If you look closely at the newsreel, there’s a sign held up by Protestant Churches: faith and politics have always mixed, not just for religious minorities but also the minority. Speaking in 1957, Senator Francisco “Soc” Rodrigo explained why, in a speech read recorded by Jaime del Mundo.
The children of those who trooped to P. Burgos drive in 1933 would march there again during the First Quarter Storm; their grandchildren were at Luneta and Edsa in 1986, motivated by what critics today call moralism but which then as now, has always simply been patriotism.
Joaquin “Chino” Roces, looking back at People Power in 1988, said it best. Here’s his remarks as recorded by Miguel Faustmann.

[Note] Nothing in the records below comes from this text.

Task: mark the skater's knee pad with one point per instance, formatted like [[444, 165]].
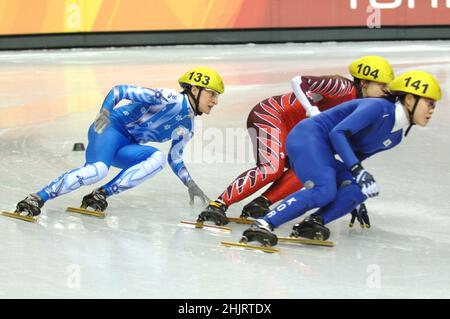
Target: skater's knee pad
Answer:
[[345, 183]]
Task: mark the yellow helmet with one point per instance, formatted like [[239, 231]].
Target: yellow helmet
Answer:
[[372, 68], [419, 83], [203, 77]]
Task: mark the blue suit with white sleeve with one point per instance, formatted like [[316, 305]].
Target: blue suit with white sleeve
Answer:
[[354, 131]]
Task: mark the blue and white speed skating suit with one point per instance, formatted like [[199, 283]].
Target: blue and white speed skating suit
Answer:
[[151, 115], [353, 130]]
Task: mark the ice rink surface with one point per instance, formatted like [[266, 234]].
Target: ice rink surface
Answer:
[[49, 99]]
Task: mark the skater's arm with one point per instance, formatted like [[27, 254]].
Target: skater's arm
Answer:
[[366, 113], [132, 93], [310, 89]]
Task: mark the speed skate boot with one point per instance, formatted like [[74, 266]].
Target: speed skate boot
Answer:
[[257, 208], [95, 200], [312, 228], [261, 232], [30, 206], [214, 212]]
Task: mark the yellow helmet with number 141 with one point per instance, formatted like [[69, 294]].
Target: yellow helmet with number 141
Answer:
[[204, 77], [419, 83]]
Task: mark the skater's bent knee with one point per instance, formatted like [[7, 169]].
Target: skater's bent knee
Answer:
[[92, 173]]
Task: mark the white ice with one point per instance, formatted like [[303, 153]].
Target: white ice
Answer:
[[48, 100]]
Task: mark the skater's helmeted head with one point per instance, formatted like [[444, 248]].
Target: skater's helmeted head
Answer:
[[418, 91], [372, 75], [203, 86]]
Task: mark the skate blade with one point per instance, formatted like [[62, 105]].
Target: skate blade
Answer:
[[203, 225], [305, 241], [266, 249], [86, 212], [240, 220], [29, 219]]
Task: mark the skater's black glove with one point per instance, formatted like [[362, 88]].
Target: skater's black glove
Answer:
[[101, 121], [365, 181], [360, 213], [193, 191]]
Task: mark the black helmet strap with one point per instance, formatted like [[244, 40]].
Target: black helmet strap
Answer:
[[411, 115], [196, 99]]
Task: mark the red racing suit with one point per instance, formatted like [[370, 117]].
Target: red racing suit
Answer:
[[268, 125]]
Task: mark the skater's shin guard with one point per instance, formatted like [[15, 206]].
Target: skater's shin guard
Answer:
[[136, 174], [347, 198], [72, 180]]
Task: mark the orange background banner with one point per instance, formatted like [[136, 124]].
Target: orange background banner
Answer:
[[61, 16]]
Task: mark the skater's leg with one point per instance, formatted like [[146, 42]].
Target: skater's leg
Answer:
[[348, 197], [139, 163], [312, 159], [99, 155], [268, 134], [287, 184]]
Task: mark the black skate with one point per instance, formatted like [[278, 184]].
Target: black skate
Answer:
[[360, 213], [261, 232], [311, 227], [96, 200], [30, 206], [257, 208], [214, 212]]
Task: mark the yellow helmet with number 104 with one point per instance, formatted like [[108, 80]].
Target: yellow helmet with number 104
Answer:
[[372, 68], [419, 83], [203, 77]]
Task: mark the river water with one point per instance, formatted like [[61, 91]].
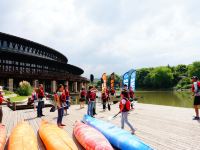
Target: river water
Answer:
[[168, 98]]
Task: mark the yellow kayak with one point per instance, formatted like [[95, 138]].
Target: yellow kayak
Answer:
[[23, 138], [55, 138], [2, 137]]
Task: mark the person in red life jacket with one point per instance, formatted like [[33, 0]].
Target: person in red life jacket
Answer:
[[196, 94], [1, 101], [107, 92], [67, 94], [91, 102], [112, 93], [126, 90], [95, 91], [34, 98], [41, 97], [82, 98], [132, 96], [104, 100], [59, 102], [125, 106]]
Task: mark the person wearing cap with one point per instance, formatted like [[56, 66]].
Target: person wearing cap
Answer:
[[1, 101], [196, 91]]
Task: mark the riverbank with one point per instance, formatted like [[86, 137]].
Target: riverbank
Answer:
[[162, 127]]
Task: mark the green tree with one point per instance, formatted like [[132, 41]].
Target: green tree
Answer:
[[161, 77], [194, 69], [141, 74], [117, 80], [181, 70]]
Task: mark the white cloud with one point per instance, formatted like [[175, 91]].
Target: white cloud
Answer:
[[106, 36]]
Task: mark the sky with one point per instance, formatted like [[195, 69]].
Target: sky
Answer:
[[109, 35]]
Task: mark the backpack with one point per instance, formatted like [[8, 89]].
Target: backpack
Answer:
[[34, 96], [1, 100], [127, 105], [82, 93], [92, 96], [63, 97]]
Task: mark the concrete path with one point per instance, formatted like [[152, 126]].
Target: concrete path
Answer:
[[161, 127]]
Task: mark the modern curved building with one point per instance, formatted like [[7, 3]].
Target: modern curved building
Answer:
[[22, 59]]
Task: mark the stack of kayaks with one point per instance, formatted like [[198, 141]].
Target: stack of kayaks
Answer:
[[117, 137], [55, 138], [2, 137], [23, 138], [90, 138]]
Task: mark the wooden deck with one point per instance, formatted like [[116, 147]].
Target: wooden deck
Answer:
[[161, 127]]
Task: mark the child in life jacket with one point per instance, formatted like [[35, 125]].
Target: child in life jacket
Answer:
[[82, 97], [104, 100], [125, 106]]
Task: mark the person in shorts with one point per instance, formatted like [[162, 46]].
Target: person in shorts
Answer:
[[67, 94], [82, 97], [196, 94]]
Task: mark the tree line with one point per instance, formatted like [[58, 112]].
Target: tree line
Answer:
[[163, 77], [166, 77]]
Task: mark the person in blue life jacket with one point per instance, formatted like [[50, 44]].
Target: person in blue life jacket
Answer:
[[125, 106], [196, 94]]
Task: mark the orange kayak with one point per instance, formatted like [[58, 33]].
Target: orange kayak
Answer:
[[2, 137], [90, 138], [55, 138], [22, 138]]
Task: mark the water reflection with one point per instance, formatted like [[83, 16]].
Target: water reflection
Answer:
[[168, 98]]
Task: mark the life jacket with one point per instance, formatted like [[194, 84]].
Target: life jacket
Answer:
[[103, 97], [67, 93], [92, 96], [131, 93], [34, 96], [55, 96], [83, 93], [63, 97], [41, 93], [127, 106], [112, 91], [1, 99]]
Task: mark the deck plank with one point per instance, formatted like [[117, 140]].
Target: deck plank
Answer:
[[161, 127]]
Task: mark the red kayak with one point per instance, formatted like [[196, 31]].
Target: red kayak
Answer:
[[2, 136], [90, 138]]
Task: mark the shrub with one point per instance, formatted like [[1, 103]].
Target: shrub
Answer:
[[24, 89]]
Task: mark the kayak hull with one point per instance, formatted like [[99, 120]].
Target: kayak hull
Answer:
[[22, 138], [55, 138], [119, 138], [2, 137], [90, 138]]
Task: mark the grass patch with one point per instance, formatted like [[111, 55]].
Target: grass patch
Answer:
[[8, 92], [18, 98]]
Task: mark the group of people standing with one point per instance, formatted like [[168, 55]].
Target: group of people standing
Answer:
[[62, 101]]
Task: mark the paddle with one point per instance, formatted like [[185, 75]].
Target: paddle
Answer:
[[112, 117]]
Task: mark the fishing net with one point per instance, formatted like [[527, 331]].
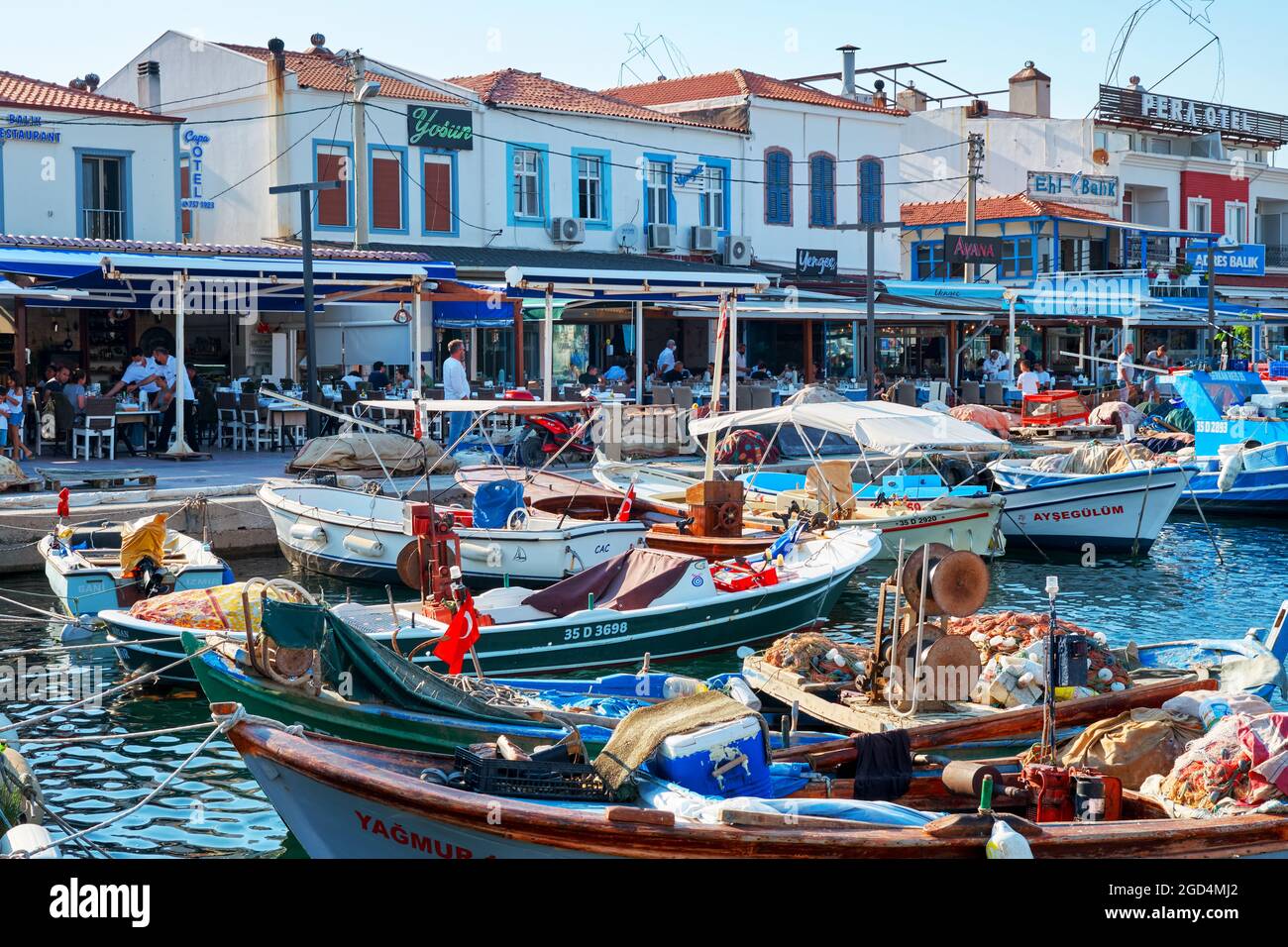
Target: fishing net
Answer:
[[818, 657]]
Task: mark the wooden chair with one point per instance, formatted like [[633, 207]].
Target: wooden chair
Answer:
[[95, 427]]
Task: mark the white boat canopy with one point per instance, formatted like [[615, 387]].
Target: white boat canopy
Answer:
[[877, 424]]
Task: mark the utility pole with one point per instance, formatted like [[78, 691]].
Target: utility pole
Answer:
[[974, 171], [310, 337], [362, 90]]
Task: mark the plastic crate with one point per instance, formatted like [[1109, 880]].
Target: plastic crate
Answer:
[[574, 783], [1060, 406]]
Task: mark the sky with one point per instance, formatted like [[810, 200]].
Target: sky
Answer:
[[587, 42]]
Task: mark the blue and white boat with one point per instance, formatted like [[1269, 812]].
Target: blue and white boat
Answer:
[[1240, 442]]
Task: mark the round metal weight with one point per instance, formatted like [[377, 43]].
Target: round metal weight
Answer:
[[958, 583]]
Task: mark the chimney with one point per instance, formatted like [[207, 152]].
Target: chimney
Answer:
[[150, 85], [912, 98], [848, 69], [1030, 91]]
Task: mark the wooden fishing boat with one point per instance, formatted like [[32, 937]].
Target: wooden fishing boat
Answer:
[[351, 800], [84, 569], [665, 604]]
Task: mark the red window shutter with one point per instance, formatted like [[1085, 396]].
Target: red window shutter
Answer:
[[333, 205], [438, 196], [386, 193], [185, 191]]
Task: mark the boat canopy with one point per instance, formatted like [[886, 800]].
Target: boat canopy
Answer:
[[877, 424]]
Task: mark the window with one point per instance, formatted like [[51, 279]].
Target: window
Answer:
[[822, 191], [590, 187], [439, 183], [527, 175], [1198, 215], [871, 191], [778, 187], [387, 197], [715, 196], [658, 187], [333, 206], [103, 197], [1236, 221]]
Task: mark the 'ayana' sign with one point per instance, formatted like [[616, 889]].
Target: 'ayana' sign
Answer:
[[1073, 187], [815, 264], [965, 249], [430, 127]]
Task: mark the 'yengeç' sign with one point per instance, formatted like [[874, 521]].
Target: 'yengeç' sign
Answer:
[[1248, 260], [1073, 187], [430, 127]]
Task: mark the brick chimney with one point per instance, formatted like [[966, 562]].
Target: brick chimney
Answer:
[[1030, 91]]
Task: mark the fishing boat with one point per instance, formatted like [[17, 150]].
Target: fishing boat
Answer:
[[643, 600], [1113, 512], [361, 536], [85, 571], [352, 800]]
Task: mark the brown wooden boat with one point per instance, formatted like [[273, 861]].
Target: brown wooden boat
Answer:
[[352, 800]]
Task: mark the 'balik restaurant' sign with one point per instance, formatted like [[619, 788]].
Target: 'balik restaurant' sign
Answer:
[[1171, 112], [430, 127]]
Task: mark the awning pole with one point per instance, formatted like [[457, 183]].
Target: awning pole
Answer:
[[180, 371], [548, 355]]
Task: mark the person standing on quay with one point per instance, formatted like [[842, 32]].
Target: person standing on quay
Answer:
[[456, 386]]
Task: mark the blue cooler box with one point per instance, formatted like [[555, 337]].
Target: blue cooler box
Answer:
[[692, 761]]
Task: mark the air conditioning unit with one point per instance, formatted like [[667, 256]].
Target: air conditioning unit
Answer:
[[568, 230], [706, 240], [737, 252], [661, 236]]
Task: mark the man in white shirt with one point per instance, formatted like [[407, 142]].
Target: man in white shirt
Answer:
[[1028, 380], [1126, 371], [456, 386], [666, 360]]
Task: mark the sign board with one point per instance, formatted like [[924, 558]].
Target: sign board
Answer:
[[964, 249], [1073, 187], [430, 127], [815, 264], [1175, 114], [1248, 260]]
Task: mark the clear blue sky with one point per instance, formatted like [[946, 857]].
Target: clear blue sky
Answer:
[[584, 42]]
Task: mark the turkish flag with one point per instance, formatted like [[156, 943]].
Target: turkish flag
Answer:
[[460, 637]]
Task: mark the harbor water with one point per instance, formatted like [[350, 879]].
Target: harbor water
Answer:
[[215, 808]]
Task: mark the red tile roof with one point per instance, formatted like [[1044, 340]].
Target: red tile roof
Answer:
[[33, 93], [1008, 206], [737, 84], [329, 72], [533, 90]]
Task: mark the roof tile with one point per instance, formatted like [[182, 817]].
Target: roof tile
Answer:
[[738, 82], [533, 90], [1006, 206], [35, 93]]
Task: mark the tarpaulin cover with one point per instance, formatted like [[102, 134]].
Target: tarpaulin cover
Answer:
[[631, 579], [143, 539], [372, 672], [494, 501]]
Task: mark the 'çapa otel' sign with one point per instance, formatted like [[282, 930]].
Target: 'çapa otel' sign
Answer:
[[430, 127], [965, 249], [815, 264], [1073, 187], [1171, 112]]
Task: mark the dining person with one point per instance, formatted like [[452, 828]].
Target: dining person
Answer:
[[456, 386], [13, 405]]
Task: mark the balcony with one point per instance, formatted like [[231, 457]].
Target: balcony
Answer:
[[103, 224]]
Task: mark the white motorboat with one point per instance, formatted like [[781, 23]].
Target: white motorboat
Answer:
[[359, 535], [84, 569], [1113, 512]]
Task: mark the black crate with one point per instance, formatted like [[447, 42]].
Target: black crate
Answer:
[[574, 783]]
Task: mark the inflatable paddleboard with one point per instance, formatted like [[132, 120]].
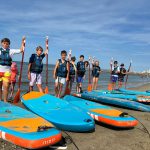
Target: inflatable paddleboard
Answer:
[[62, 114], [102, 113], [132, 92], [137, 98], [26, 129], [114, 101]]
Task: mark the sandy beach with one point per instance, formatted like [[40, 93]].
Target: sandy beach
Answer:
[[106, 138]]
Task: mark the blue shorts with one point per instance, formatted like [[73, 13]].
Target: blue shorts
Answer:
[[114, 79], [79, 79]]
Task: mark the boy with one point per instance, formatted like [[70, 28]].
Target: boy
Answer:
[[114, 74], [72, 72], [35, 68], [121, 75], [96, 70], [14, 73], [5, 63], [61, 73], [80, 73]]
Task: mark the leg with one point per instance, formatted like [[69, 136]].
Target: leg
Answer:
[[31, 88], [12, 86], [0, 90], [40, 88], [6, 89], [93, 83], [77, 86], [60, 89], [96, 82], [39, 82], [56, 87], [32, 81]]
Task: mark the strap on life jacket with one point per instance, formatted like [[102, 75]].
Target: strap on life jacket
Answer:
[[62, 69], [37, 65], [5, 59]]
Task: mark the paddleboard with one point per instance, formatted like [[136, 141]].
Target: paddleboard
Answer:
[[114, 101], [132, 92], [137, 98], [26, 129], [62, 114], [102, 113]]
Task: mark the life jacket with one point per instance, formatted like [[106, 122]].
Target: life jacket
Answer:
[[62, 69], [72, 70], [37, 65], [122, 70], [95, 71], [114, 72], [5, 59], [81, 68]]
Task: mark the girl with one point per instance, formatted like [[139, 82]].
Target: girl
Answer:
[[73, 72], [96, 70], [14, 73]]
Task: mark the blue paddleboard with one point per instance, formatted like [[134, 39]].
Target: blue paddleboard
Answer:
[[102, 113], [62, 114], [26, 129], [114, 101]]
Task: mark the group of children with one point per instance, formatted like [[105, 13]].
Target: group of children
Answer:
[[64, 71], [117, 75]]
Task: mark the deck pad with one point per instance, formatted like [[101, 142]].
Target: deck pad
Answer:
[[103, 113], [61, 113], [21, 127]]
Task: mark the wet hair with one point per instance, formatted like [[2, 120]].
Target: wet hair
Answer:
[[39, 48], [81, 56], [5, 40], [63, 52], [97, 62], [73, 58], [86, 63], [115, 62]]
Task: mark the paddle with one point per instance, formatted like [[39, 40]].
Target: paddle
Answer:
[[89, 88], [128, 74], [46, 88], [110, 83], [67, 89], [17, 96]]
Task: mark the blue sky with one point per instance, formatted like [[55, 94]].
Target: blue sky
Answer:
[[101, 28]]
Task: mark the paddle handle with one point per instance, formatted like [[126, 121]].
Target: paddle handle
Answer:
[[89, 71], [47, 62], [21, 66], [127, 75]]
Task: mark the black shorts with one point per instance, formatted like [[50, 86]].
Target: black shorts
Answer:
[[121, 79]]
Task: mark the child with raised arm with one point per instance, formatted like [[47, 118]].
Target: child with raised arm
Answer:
[[121, 75], [5, 64], [96, 70], [114, 74], [80, 73], [14, 73], [61, 73], [72, 73], [35, 68]]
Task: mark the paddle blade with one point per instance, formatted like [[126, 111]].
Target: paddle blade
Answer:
[[110, 87], [46, 90], [17, 97], [67, 91], [89, 88]]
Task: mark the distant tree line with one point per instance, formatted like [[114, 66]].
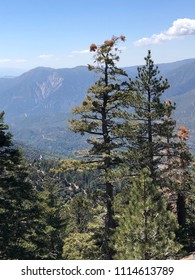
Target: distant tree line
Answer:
[[131, 195]]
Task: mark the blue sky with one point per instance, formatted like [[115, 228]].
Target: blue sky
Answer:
[[58, 33]]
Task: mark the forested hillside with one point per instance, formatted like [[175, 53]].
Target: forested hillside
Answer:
[[38, 103], [129, 193]]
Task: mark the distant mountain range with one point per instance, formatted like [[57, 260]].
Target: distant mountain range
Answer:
[[39, 102]]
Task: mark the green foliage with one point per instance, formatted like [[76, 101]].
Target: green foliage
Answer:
[[84, 233], [18, 202], [146, 229]]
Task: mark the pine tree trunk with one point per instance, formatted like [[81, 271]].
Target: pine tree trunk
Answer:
[[181, 210], [109, 222]]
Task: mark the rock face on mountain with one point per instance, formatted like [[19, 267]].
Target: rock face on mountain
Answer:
[[43, 91], [38, 103]]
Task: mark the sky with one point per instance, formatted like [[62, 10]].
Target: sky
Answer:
[[58, 33]]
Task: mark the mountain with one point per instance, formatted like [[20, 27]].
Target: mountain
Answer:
[[38, 103]]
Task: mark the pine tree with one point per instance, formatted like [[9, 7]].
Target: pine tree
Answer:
[[97, 117], [84, 228], [146, 229], [154, 127], [18, 202]]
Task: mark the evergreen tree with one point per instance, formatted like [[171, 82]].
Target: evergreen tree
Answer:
[[146, 229], [97, 117], [18, 202], [154, 127], [84, 230]]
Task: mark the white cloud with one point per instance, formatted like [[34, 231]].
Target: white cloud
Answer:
[[80, 52], [180, 27], [4, 60], [45, 56]]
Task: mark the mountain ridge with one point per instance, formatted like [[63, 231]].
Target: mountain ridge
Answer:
[[38, 102]]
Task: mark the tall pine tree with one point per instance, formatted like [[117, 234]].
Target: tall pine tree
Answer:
[[97, 117]]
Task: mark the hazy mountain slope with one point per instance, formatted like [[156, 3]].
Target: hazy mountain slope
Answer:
[[38, 103]]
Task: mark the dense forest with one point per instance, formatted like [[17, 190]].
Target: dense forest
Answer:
[[129, 196]]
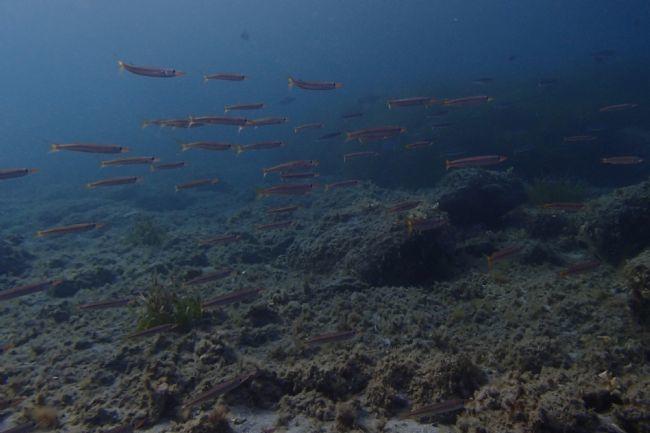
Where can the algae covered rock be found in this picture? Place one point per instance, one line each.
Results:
(13, 260)
(474, 196)
(372, 249)
(637, 273)
(618, 224)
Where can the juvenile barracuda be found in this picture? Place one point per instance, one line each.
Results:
(436, 409)
(196, 184)
(331, 337)
(209, 277)
(291, 165)
(262, 145)
(418, 144)
(206, 145)
(224, 76)
(167, 327)
(231, 297)
(150, 71)
(475, 161)
(314, 85)
(342, 184)
(28, 289)
(135, 160)
(75, 228)
(305, 126)
(503, 254)
(106, 304)
(617, 107)
(116, 181)
(622, 160)
(218, 120)
(89, 148)
(579, 268)
(404, 206)
(411, 102)
(274, 226)
(281, 210)
(222, 388)
(235, 107)
(220, 240)
(349, 156)
(12, 173)
(468, 100)
(168, 166)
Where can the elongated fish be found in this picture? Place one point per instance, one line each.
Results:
(89, 148)
(231, 297)
(12, 173)
(116, 181)
(28, 289)
(75, 228)
(475, 161)
(149, 71)
(291, 165)
(224, 76)
(436, 409)
(222, 388)
(314, 85)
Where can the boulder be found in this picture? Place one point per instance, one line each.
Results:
(476, 196)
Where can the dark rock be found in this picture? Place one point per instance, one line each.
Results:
(13, 260)
(371, 249)
(637, 273)
(91, 279)
(475, 196)
(618, 224)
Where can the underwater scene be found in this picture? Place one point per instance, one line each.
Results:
(284, 216)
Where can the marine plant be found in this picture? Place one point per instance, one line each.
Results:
(146, 232)
(162, 305)
(542, 191)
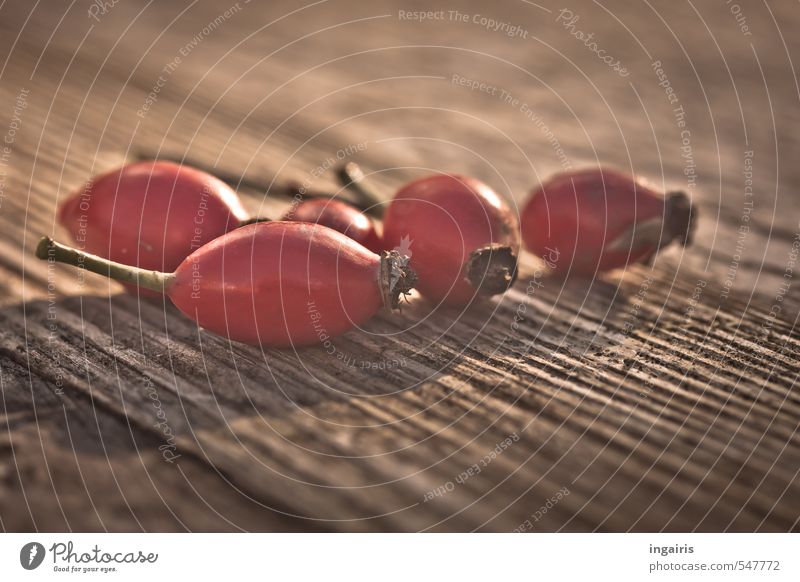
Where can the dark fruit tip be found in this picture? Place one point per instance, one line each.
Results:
(44, 248)
(680, 217)
(492, 269)
(397, 278)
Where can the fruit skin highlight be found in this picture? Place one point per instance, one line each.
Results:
(277, 284)
(339, 216)
(462, 238)
(151, 214)
(602, 219)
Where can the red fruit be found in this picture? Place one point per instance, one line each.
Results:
(601, 219)
(151, 214)
(339, 216)
(462, 238)
(277, 284)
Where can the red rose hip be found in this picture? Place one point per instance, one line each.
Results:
(462, 238)
(602, 219)
(277, 284)
(339, 216)
(151, 214)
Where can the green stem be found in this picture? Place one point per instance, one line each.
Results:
(237, 182)
(50, 250)
(370, 201)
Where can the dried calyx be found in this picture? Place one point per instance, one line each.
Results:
(679, 218)
(492, 269)
(396, 278)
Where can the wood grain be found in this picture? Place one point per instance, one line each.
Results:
(661, 398)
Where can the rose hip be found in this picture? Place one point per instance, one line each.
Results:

For the reasons Roces gave, the great-grandchildren of the 1933 rallyists were at the Edsa Shrine in 2001; and it seems their great great-great grandchildren will join in at the Luneta on December 17. Unless Pagcor reserves the Quirino grandstand again.
But if you had any doubt of how important public opinion is, Explainee, would you like to read this portion from our Constitution?
Section 3. The Congress may, by a vote of two-thirds of all its Members, call a constitutional convention, or by a majority vote of all its Members, submit to the electorate the question of calling such a convention.
It’s there in our Constitution, in plain language. Even something as democratic as a constitutional convention can be tempered by first subjecting it to public opinion.
When we return, we’ll ask our guest’s opinions on public opinion and political leadership.
Santayana famously said, those who don’t know history are condemned to repeat it. But what if you’re like representatives Villafuerte and Lagman, who have played their part in history? On opposite sides in the pre-Edsa fence, they have become birds of a feather flocking under the wing of the Speaker. And sharing in the disgust that’s energized the citizenry from North to South.
The British historian AJP Taylor remarked of Napoleon III that “like most of those who study history, he learned from the mistakes of the past how to make new ones.” In trying to return to the discredited Batasan Pambansa, its veterans in today’s House of Representatives mastered the rules but misjudged the public capacity to be outraged.
A wiser Congress in 1969, instead of imposing its will on the public, asked permission first. Asked in a plebiscite whether the people preferred a Constituent Assembly or a Convention, the people said they preferred a convention.
But until now, the people haven’t been asked anything. Remember that cartoon from the 20s with congressmen waving their guns around? What’s the difference between making a choice at gunpoint and being told we have a choice after all the shenanigans in the early morning hours at the House?
Anything railroaded isn’t a choice, it’s an imposition.